La falta de tono académico y la irreverencia hacia la tradición se han vuelto comunes. Su camino ha sido el de la confusión, llevando a una notable «aumentada de desconfianza hacia la Santa Sede» acompañada de un «evidente deterioro de la autoridad doctrinal del dicasterio que preside»[2]. No es de extrañar que las miradas vaticanas se centren en él como el «capón» de los cardenales y obispos críticos, acusándolos de traición cuando ellos solo intentan proteger la fe[5]. La Iglesia necesita hombres que puedan hablar de la castidad con autoridad, no con la vergüenza de quien sabe que sus escritos privados son una confesión de falta de control y de doctrina.

Conclusión: La cabeza detrás del desastre

Víctor Manuel Fernández es la mano que está detrás de declaraciones como «Dignitas infinita» que ofrecen una visión renovada de la dignidad humana pero que, en la práctica, diluyen la enseñanza tradicional[7]. Su llegada al prefecto ha sido clave para que se convierta en un compendio del magisterio de Francisco, pero a costa de la claridad doctrinal. La imagen de «Tucho» se ha desgastado, y lo que queda es un hombre que debe decidir si quiere enmendarse o si prefiere seguir hundido en sus propias miserias y en su obsesión por el escándalo personal.

La historia de «Tucho» es, hasta ahora, un capítulo de una novela que se lee con frustración. Es la historia de un hombre con talento, pero sin alma. Un hombre que ha tenido acceso a los secretos más sagrados de la fe, pero que parece haberlos utilizado para satisfacer su propia vanidad y sus propios caprichos.

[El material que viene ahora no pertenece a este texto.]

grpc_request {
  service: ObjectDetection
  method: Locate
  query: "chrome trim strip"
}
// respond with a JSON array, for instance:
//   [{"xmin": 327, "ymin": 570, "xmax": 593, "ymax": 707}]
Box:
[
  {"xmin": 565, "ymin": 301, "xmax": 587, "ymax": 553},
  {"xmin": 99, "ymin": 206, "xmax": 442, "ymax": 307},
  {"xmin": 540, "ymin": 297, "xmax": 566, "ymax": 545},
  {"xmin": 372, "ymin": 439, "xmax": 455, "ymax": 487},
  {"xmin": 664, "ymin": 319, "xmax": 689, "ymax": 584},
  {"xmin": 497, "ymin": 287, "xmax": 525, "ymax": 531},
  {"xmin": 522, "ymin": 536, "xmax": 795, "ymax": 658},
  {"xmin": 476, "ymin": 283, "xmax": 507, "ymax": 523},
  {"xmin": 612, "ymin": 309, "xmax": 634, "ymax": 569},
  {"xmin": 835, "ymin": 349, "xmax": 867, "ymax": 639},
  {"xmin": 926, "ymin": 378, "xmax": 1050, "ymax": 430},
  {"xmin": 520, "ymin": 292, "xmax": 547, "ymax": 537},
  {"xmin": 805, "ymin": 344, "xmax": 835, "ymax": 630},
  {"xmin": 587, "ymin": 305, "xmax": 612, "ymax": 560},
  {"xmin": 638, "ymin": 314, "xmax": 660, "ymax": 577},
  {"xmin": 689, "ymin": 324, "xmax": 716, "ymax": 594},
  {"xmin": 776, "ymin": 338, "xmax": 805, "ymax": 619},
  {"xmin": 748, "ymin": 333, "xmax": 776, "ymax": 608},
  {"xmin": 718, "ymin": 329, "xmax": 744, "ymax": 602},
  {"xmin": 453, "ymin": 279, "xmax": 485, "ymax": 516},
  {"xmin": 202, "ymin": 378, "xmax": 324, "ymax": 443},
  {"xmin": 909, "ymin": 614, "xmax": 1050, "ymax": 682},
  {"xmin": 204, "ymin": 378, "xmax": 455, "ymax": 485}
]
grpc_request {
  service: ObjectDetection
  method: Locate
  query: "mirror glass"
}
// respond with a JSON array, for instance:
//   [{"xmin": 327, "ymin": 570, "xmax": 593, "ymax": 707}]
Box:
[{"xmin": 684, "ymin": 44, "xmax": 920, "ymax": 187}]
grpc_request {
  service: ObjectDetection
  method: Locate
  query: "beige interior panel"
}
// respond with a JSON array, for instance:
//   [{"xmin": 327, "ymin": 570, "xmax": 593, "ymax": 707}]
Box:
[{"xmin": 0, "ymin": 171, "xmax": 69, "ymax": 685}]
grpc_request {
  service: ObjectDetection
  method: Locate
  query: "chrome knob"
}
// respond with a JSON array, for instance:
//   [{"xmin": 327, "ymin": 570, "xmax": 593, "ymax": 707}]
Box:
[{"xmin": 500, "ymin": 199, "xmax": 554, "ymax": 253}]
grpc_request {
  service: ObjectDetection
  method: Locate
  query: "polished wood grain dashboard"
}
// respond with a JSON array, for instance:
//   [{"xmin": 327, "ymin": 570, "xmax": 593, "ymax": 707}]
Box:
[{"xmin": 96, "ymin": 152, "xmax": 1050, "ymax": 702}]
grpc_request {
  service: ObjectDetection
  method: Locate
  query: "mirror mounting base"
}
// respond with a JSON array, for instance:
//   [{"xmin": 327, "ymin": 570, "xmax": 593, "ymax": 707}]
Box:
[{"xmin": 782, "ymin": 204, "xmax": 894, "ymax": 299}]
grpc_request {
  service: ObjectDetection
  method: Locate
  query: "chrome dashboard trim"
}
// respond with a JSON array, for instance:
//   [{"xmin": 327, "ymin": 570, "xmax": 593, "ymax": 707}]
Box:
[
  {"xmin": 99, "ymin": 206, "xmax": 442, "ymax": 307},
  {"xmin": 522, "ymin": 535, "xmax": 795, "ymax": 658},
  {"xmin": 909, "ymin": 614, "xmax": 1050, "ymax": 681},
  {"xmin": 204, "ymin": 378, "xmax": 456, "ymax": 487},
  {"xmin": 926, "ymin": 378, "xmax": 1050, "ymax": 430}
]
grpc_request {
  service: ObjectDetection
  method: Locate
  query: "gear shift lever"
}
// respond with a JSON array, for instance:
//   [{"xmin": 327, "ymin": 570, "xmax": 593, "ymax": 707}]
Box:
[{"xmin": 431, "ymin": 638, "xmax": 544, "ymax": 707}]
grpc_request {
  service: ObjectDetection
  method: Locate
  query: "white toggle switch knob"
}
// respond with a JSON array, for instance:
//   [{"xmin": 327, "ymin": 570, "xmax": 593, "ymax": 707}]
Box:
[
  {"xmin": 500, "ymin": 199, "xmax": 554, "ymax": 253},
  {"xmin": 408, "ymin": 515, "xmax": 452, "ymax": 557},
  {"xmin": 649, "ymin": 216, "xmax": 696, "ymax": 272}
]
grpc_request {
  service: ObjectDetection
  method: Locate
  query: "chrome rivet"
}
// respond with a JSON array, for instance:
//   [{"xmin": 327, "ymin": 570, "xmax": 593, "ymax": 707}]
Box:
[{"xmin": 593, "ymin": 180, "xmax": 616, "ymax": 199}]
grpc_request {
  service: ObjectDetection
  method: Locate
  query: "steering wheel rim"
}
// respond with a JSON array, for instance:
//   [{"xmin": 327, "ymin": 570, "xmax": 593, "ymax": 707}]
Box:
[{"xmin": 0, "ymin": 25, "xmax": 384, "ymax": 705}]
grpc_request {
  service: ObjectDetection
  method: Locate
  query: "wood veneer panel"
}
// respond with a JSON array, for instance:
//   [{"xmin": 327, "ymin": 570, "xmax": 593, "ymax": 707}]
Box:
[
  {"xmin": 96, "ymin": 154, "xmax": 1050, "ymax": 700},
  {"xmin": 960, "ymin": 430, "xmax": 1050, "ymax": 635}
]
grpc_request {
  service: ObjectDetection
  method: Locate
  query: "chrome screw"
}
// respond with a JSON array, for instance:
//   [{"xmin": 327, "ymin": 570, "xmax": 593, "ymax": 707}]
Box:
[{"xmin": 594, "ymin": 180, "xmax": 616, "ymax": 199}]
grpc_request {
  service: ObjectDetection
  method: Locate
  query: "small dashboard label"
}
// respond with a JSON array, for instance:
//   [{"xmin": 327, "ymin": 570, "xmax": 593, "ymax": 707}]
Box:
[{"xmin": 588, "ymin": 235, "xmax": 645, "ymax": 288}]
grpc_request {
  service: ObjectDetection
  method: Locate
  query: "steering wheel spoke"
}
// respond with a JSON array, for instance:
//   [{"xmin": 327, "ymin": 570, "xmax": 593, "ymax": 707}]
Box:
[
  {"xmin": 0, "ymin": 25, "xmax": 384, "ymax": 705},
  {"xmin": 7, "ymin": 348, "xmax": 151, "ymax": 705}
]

Las escrituras de su sensualidad y las salidas de tono de su arrogancia son el testimonio de un hombre que ha perdido el norte. Y en un mundo donde los valores cristianos son cada vez más atacados, necesitamos líderes que sean escudos, no flechas que hieran a la grey. «Tucho» ha demostrado ser una flecha torcida, que no encuentra su blanco y solo hace daño a quienes la rodean. Es hora de que la Iglesia tome nota, tome el control y exija la decencia que merece su patrimonio espiritual. Hasta entonces, el nombre de Víctor Manuel Fernández seguirá siendo sinónimo de un potencial desperdiciado y de una lección dolorosa sobre la importancia de guardar el pudor y la reverencia.

Fuentes Consultadas

Fuente País Enfoque Principal
Noticias Obreras Menciona «tercer intento de escándalo» por publicaciones eróticas y la nota sobre María.
Infovaticana Análisis de la «art of generating controversies» y deterioro de autoridad del DDF.
Wanderer Menciona «expediente con preocupaciones» de 2009 y descripciones explícitas de beso y orgasmo.
ABC.es 🇪🇸 España Detalles de «La pasión mística» y descripciones gráficas de orgasmos y «Dios en el orgasmo».
Infovaticana Acusación de «traición» a críticos, «horrorizado» ante bendiciones antigay y «7.000 millones de visualizaciones».
La Razón 🇪🇸 España Referencia a «Sálvame de las sacristías», amenazas de «Te destruiremos» y virulencia.
ABC.es 🇪🇸 España Menciona la mano detrás de la condena a género, «Dios en el orgasmo» y cambio en el foco del DDF.
Wanderer Descubrimiento de nuevos textos eróticos en 2025, describiéndolos como «despectables» y «pornográficos».
Caminante Wanderer Detalles de «La pasión mística» (1998, Dabar) y referencia a «Corruptio optimi pessima».
Noticias Argentinas Ataques tras la autorización de bendiciones pastorales a parejas homosexuales.